Speaking to Computerworld UK during Splunk's .conf2017 event in Washington D.C. this week, site reliability engineer (SRE) manager at Paddy Power Betfair, David Butler, explained why Splunk came out on top for log analytics, security and fraud monitoring, over some of its open source rivals.
At the time of the merger between the Anglo-Irish bookmakers, the two companies were using three tools for monitoring its IT systems: Splunk, ElkMonitor and Sumo Logic.
How Splunk won out
Each had their pros and cons. As Butler explained: "We had Splunk Enterprise in 2010 at Paddy Power then moved to ElkMonitor. Betfair moved off Splunk and on to Sumo Logic, so we had all three when we merged."
In terms of cost, Butler said that ElkMonitor being mostly open source meant the capital expenditure (CapEx) was perfectly reasonable, but because it's your own installation, the operation expenditure (OpEx) can get pretty high if you run at their scale - 26 billion time series data points a day, to be exact.
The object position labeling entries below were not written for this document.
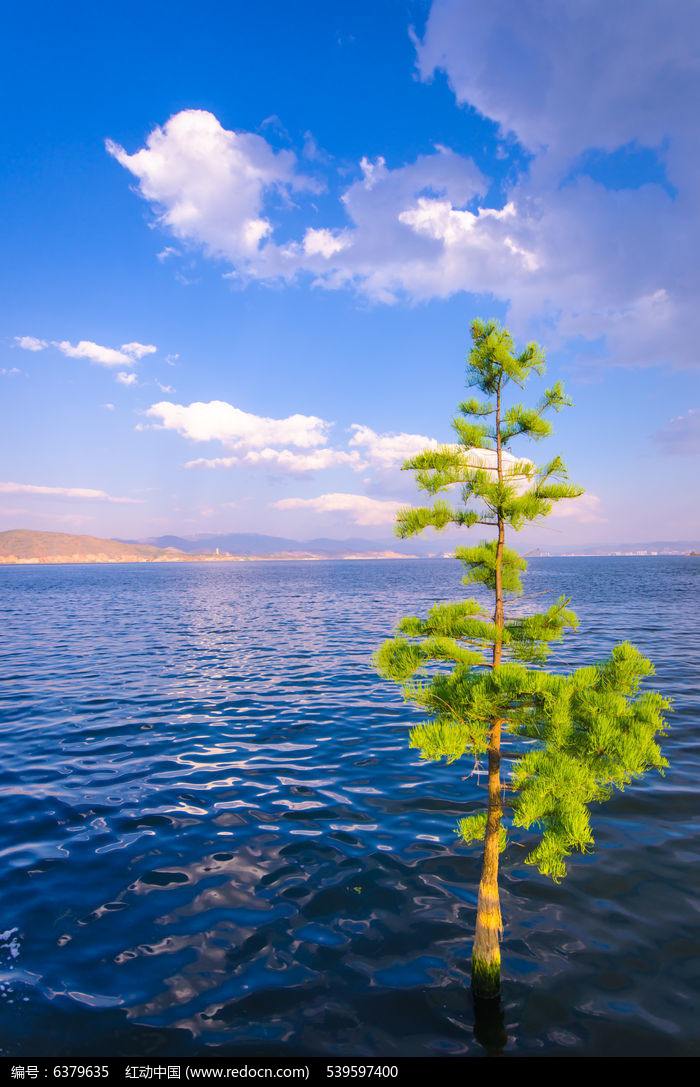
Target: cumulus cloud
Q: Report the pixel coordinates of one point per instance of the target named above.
(360, 509)
(612, 265)
(30, 342)
(219, 421)
(126, 355)
(388, 450)
(285, 460)
(209, 185)
(88, 492)
(680, 436)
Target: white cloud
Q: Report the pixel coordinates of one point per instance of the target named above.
(285, 460)
(586, 509)
(359, 508)
(136, 350)
(88, 492)
(388, 450)
(680, 435)
(30, 342)
(209, 184)
(324, 242)
(612, 265)
(126, 355)
(219, 421)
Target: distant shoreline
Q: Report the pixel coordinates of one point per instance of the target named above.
(313, 558)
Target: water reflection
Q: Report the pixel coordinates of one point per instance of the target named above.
(214, 833)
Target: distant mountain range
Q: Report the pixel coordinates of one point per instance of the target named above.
(23, 546)
(254, 544)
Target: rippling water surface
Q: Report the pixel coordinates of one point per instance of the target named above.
(215, 838)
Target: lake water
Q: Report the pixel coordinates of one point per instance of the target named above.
(215, 838)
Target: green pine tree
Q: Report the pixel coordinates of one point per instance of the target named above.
(479, 674)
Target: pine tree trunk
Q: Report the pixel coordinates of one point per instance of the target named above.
(486, 956)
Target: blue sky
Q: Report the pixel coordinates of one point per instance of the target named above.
(301, 211)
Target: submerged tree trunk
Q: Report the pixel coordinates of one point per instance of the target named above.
(486, 957)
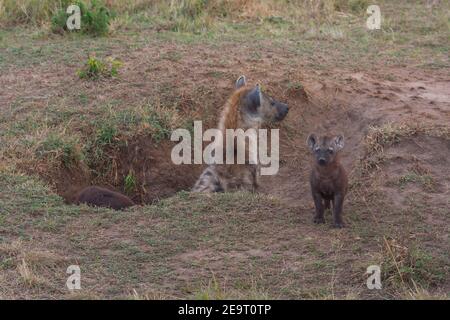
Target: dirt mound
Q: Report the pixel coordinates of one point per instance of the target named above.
(349, 105)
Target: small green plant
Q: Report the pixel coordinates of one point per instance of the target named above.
(130, 182)
(106, 134)
(95, 18)
(96, 68)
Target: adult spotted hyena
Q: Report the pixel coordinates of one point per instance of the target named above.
(247, 108)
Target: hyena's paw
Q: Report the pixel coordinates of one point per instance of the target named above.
(319, 219)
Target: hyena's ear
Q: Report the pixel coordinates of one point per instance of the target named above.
(240, 82)
(311, 141)
(339, 142)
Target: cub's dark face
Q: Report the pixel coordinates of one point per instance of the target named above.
(258, 106)
(325, 149)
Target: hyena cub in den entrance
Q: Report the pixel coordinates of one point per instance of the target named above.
(247, 108)
(328, 177)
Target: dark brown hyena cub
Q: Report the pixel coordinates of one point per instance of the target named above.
(101, 197)
(328, 177)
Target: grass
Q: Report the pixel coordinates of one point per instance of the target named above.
(177, 65)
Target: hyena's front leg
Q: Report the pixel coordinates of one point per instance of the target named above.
(319, 217)
(338, 202)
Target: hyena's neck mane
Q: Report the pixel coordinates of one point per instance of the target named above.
(231, 117)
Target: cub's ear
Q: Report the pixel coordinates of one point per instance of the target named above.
(240, 82)
(311, 141)
(339, 142)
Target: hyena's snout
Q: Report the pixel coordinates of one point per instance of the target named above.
(282, 110)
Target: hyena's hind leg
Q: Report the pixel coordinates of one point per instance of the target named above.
(208, 182)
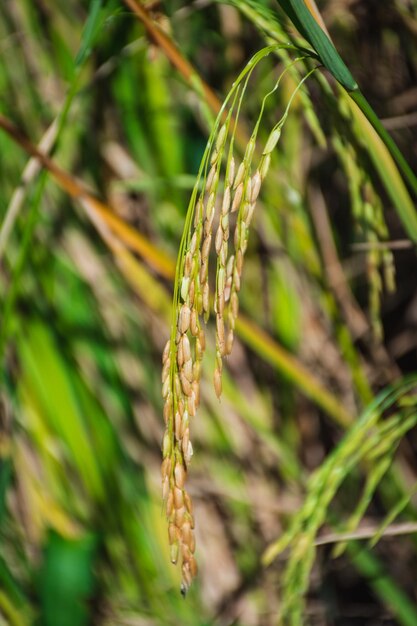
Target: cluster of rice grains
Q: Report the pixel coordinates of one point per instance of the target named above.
(218, 219)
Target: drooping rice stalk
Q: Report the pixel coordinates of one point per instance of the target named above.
(219, 215)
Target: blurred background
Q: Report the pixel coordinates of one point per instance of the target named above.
(329, 312)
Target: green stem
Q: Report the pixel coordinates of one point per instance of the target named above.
(367, 110)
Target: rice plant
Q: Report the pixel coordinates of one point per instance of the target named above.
(287, 420)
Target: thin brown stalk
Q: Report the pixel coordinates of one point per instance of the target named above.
(173, 54)
(155, 258)
(368, 532)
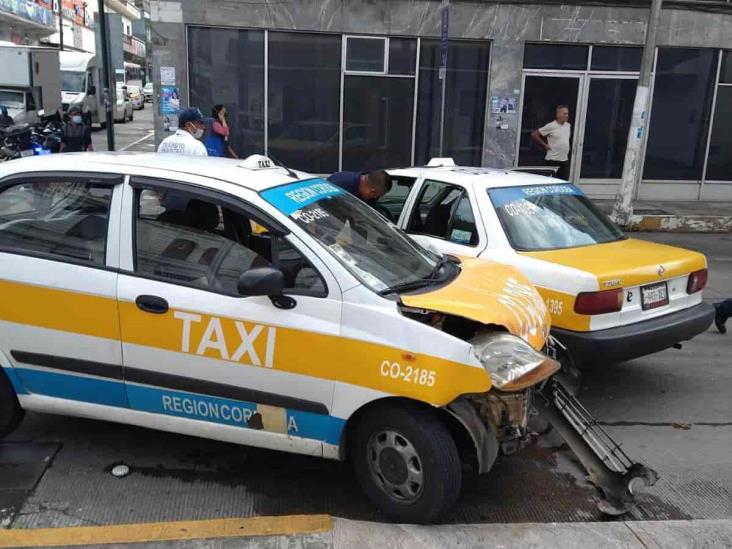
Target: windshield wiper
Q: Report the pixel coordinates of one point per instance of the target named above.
(406, 286)
(422, 282)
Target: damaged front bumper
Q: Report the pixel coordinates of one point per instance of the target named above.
(498, 421)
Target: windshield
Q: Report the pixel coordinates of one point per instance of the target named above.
(11, 99)
(547, 217)
(72, 81)
(371, 248)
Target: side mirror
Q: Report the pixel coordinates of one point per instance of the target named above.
(261, 281)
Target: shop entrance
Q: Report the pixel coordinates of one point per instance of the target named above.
(600, 109)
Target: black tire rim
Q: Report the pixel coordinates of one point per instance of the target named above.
(395, 466)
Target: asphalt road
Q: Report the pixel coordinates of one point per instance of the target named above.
(670, 410)
(131, 136)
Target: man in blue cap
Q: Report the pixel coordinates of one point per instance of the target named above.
(186, 138)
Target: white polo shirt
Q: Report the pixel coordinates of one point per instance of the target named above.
(182, 142)
(557, 136)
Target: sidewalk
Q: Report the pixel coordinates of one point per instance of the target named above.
(680, 217)
(325, 532)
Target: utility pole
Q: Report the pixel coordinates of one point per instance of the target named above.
(444, 34)
(623, 207)
(61, 25)
(108, 97)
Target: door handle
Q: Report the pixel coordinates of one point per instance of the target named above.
(152, 304)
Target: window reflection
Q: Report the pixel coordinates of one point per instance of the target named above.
(304, 99)
(682, 101)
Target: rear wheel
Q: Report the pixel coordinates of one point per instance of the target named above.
(11, 413)
(407, 462)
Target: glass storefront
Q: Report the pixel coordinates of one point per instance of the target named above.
(340, 102)
(719, 166)
(227, 67)
(680, 113)
(688, 138)
(304, 72)
(465, 99)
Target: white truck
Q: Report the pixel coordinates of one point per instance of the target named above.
(82, 84)
(29, 82)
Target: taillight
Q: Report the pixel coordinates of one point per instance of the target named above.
(697, 281)
(597, 303)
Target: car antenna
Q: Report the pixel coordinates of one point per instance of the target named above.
(290, 172)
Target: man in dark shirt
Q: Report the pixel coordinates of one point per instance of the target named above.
(369, 187)
(76, 135)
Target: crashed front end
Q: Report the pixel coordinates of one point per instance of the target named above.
(495, 309)
(523, 381)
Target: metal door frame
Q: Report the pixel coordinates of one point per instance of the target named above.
(580, 134)
(581, 77)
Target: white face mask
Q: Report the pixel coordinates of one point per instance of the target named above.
(197, 132)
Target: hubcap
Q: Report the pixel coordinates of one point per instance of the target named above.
(395, 466)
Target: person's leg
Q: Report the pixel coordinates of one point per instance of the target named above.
(563, 172)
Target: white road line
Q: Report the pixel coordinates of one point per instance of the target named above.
(148, 136)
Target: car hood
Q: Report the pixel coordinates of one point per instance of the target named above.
(490, 293)
(626, 263)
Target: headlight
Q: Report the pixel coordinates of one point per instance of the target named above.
(511, 362)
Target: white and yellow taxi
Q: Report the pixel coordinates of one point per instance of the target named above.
(611, 298)
(248, 303)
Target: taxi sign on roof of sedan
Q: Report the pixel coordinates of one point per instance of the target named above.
(137, 289)
(611, 297)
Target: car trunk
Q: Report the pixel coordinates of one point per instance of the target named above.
(642, 269)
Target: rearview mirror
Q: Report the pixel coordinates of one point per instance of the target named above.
(261, 281)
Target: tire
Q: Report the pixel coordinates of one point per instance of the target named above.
(11, 414)
(380, 443)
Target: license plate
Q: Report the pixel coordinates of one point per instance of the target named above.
(654, 295)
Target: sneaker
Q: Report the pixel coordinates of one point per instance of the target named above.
(719, 320)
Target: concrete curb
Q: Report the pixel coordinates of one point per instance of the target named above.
(681, 223)
(324, 532)
(578, 535)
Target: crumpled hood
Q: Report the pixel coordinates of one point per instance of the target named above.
(490, 293)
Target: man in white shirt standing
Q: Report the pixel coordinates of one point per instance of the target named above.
(185, 140)
(554, 137)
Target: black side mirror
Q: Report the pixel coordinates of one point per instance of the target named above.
(261, 281)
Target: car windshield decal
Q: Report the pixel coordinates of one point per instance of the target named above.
(294, 197)
(501, 197)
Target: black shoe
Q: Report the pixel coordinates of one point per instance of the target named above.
(719, 320)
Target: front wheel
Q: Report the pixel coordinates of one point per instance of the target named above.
(407, 462)
(11, 413)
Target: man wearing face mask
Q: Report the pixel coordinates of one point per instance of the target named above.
(76, 135)
(186, 138)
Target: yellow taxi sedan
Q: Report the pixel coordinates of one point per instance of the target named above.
(611, 298)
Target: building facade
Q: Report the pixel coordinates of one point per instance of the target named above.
(323, 85)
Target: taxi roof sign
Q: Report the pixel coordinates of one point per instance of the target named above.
(446, 162)
(258, 162)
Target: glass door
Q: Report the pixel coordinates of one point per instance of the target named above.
(607, 113)
(543, 92)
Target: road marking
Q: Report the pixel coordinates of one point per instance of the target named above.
(148, 136)
(167, 531)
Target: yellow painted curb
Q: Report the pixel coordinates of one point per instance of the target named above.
(167, 531)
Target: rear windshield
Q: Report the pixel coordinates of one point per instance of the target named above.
(548, 217)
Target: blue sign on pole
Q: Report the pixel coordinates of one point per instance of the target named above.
(444, 31)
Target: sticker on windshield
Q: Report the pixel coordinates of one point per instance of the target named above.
(500, 197)
(296, 196)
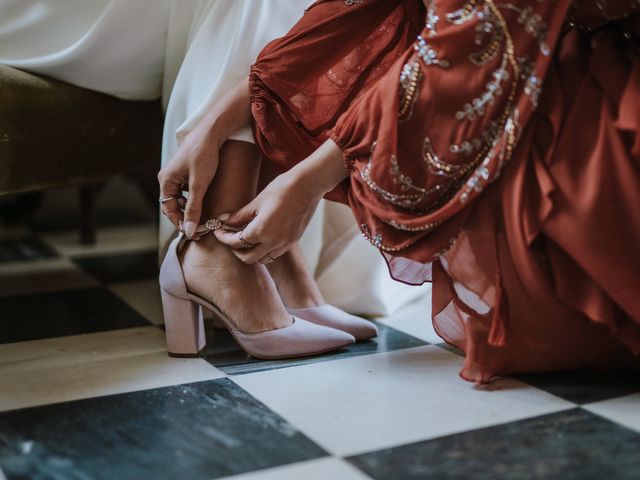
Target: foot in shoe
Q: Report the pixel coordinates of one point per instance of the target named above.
(301, 294)
(245, 292)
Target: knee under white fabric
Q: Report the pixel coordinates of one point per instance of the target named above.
(191, 52)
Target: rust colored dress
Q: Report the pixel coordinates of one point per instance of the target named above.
(494, 150)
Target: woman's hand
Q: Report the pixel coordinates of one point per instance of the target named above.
(194, 166)
(196, 161)
(275, 220)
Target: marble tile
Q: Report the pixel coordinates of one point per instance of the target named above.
(327, 468)
(24, 247)
(381, 400)
(586, 386)
(77, 349)
(569, 445)
(127, 239)
(44, 385)
(624, 410)
(47, 315)
(121, 267)
(198, 431)
(49, 275)
(414, 319)
(223, 351)
(143, 296)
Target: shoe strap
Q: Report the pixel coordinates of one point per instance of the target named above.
(210, 226)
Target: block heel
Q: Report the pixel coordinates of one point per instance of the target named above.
(184, 326)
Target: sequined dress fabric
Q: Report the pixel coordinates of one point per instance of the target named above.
(493, 149)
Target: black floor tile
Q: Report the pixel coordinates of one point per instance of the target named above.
(24, 247)
(198, 431)
(570, 445)
(586, 386)
(121, 267)
(223, 352)
(46, 315)
(108, 218)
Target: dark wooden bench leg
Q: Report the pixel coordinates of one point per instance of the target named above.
(88, 196)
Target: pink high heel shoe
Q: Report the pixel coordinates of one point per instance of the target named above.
(184, 325)
(333, 317)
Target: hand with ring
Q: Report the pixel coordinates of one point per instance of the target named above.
(276, 219)
(194, 165)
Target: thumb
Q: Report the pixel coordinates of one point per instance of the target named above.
(193, 209)
(240, 217)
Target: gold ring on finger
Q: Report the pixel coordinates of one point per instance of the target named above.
(244, 243)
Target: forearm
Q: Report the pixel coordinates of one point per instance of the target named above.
(321, 171)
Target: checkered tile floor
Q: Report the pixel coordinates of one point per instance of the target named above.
(87, 391)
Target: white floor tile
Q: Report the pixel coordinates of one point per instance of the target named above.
(127, 239)
(623, 410)
(51, 371)
(143, 296)
(377, 401)
(321, 469)
(35, 276)
(62, 351)
(414, 319)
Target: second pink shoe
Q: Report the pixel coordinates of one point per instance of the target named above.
(330, 316)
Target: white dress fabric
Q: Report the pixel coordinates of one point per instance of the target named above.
(191, 52)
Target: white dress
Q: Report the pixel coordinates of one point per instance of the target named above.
(191, 52)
The main thing with ElkMonitor though was that "the end users hated it", so that was out.
Sumo Logic, by comparison, came in cheaper on CapEx. However, the company charges for compute, so the OpEx became "a cost we couldn't control", according to Butler. When it came to the end users, they "liked it, but Sumo to me is like a cheap copy of Splunk", Butler said.
They ran a proof of concept (PoC), and Splunk Cloud came out on top for time series data, so the organisation decided to consolidate around that software.
Now all technology teams - infrastructure, database, IT security, development, IT operations, fraud and prodops - use Splunk Cloud in some capacity.
Combatting fraud with Splunk
The fraud team at Paddy Power Betfair is a particularly big fan of the tool. "They now have access to data across the Paddy Power brand and the Betfair brand, giving them a lot more data to see things they wouldn’t have been able to see before and correlate things they wouldn't have been able to see before, which makes them far more effective," Butler said.
Butler says that what used to take the team 40 minutes in Sumo Logic, in terms of pulling a report and acting on it, is down to 90 seconds or less with Splunk, "so the speed that it works is far better, and that's with a much larger data set than Sumo ever had to deal with. This gives them more confidence of what they are shutting down, so that team is a big fan of Splunk now," he said.
Next Butler is looking to assess more areas where Splunk could be used.
"I suppose where we are at the moment is we did the merger and have everyone on the single platform, so we have people at different levels, utilising the data in different ways, so the idea is to keep looking at areas where we aren't utilising the data." This could include increased usage from the security and application reliability teams.
In general, monitoring and tooling are provided across the organisation as-a-service. Butler's team doesn't enforce tools on any teams across the organisation, so it doesn't set up and distribute dashboards for people, but it does look to offer best practice and support around certain tools.
So for security and IT operations the ideal stack looks roughly like this: Sensu at the top for real-time monitoring, Prometheus for time-series alerting, OpenTSDB as a metric store and Splunk for log analytics.
"What's interesting with those technologies is that they all overlap in one area or another," Butler explained. "That's in line with our monitoring strategy as we want them to overlap, as that means we aren't beholden to any one technology."
Butler's remit post-merger was "to make everything easier, do it for less money and remove all of the technical debt", and he initially thought a single platform approach would achieve this. However, he soon found that there was no magic tool to rule them all because "everyone had their own specific use cases".
So in the end he decided that the important thing was to harmonise the language everyone was speaking around a core set of tools.
So where Butler would like everyone to use Sensu "because we want all product ops to have a single place to look at alerts and centralise that", if a team wants to consume analytics directly through Splunk dashboards, they can use that instead.
"Rather than trying to restrict people we try to accommodate the most use cases that we can and offer it as a stack," he added.